Orta yaşlı adamın altındaki uçan kılıç da sallanıyordu ve o, tüm gücünü havada kalabilmek için kullanıyordu. Bir adım attı ve iki düşen figürü yere çarpmadan yakaladı. Sadece basit bir hareket yapmıştı ancak ter içinde kalmıştı.
Yere indikten sonra, hızlıca ellerini birleştirdi ve konuşmaya koyuldu, ''Bu küçüğünüz Yuan Dao Tarikatı'nın öğrencisi Li Hai'dir. Kıdemlinin burada gelişim yaptığını bilmiyordum. Lütfen bizi affedin.''
Xu isimli kız da uçan kılıcının kontrolünü kaybetmesine sebep olan ilahi hissi fark etmişti. Saygıyla, ''Bu küçüğünüz Yuan Dao Tarikatı'nın Xu Fei isimli öğrencisidir.''
Genç yüzündeki kan çekilmiş, aşırı korkmuştu. Kızın giysilerine yapışmış şekilde, konuşmaya cesaret edemiyor, sadece duruyordu.
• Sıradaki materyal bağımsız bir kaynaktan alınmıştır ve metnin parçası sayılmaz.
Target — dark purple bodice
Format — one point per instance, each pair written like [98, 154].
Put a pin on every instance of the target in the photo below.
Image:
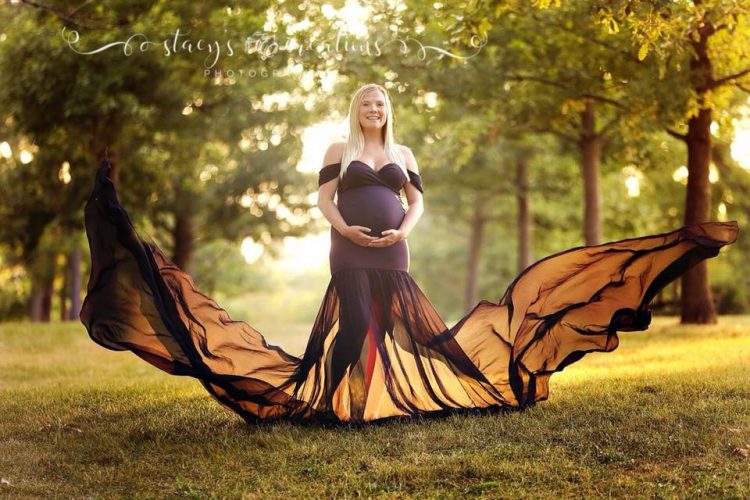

İlahi duygu yayıldığında bütün canavarlar da titremelerini sağlayan soğuğu hissetmişti. Hepsi korku ve şokla kaplanmış ifadelerini sergilemeye başlamış, hareket etmeye cesaret edemeyerek, yere yatmıştılar.
''Yuan Dao Tarikatı...'' Çok yaşlı bir ses çevrede yankılandı. Ses tonundan bu kişinin mutlu veya kızgın olup olmadığını söylemek zordu.
Orta yaşlı adam sızlandı. Eğer tek başına olsaydı, bir fırsat bulduğunda hemen kaçabilirdi, ama şimdi, küçük kız kardeşi ve küçük genç kardeşiyle buradaydı, eğer kaçarsa; ardından ustası kesinlikle onu sorumlu tutacaktı. Bunu sadece umut edebiliyordu, çünkü Yuan Dao Tarikatı çok yakındaydı ve daha bu kıdemliyi kızdıracak bir şey yapmamışlardı, kıdemli bir şey yapmayabilirdi.
Kıdemli bu sözleri söyledikten sonra, düşünmeye başladı. O sırada orta yaşlı adam dişlerini sıktı ve hayatının daha önemli olduğuna karar verdi. Eğer kıdemli öldürme arzusuyla hareket etmeye başlarsa, o zaman ilk olarak kendini güvene alacaktı.